Wednesday, February 19, 2020

some measure of closure?

Michael had contacted me while i was washing clothes.
Was it possible for him to come by and talk with me this evening?
I assured him that would be fine, but it would be at least 6 PM before I would be home.
That would be fine, he told me.

So, while the laundry whirled and twirled, I puzzled over what might be up.
Was he interested in moving back in with me?
Was he trying to see about his girlfriend moving in with me?
Just what was he wanting to see me about?

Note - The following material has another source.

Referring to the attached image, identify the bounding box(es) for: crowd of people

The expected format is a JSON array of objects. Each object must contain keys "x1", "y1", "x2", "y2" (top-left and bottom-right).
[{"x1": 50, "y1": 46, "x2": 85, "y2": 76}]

I had no idea it would be about her.
The last I had known was she had pleaded guilty to the federal charge and was to be sentenced last week.
I had not known the sentencing had been postponed until yesterday.
I had not known how fraught with concern Michael had been over the delay.
He needed this chapter of his life to be closed, to have an official stamp of "done" on it.
I could understand completely.
When I was getting divorced, I had been told it would be finalized on 14 December 2007.
Instead, my lawyer told me it was being postponed and might not be completed that year.
I had nearly lost my mind.
I had needed it to be "d-o-n-e", to no longer be part of a broken couple.
Then, the new date had been set: 21 December 2007.
I lost my mind again, as I had not wanted it so close to his birthday.
He had not minded that at all, not even coming to the court proceedings.
I remain ever grateful to my fsilm, Beverly, for being there with me.
I shared all of that with Michael.

At least I had not had to deal with my news splashed all over the television news.
When Michael had picked up the girls this afternoon, the sitter had greeted him with that.
Melanie's sentencing was on the afternoon news, which meant it would be on the evening and late-night editions as well.
Damn.
His biggest concern was about his daughters not hearing about all of that.
His biggest concern has always been about the care of his children.
I tried to explain to him that the repercussions of the wife's actions are not ended.
She still faces multiple counts in state court and that will likely drag on for years.

There was some good news for him, though.
Now that she is a convicted felon, he can get divorced with no red tape.
She will be in federal prison, with no parole ever, for thirty years.
That means there will never be a possibility of her having custody of their two daughters.
With that possibility being null and void, he can eliminate her as his wife, no contest.
i thank You, God.

I pray that the girls are young enough to make a recovery from her actions.
I pray that they will have guidance and good counsel as they grow older and mature.
I am grateful that they will be in their mid-thirties by the time she is released on probation.

i thank You, God, for my time with the twins.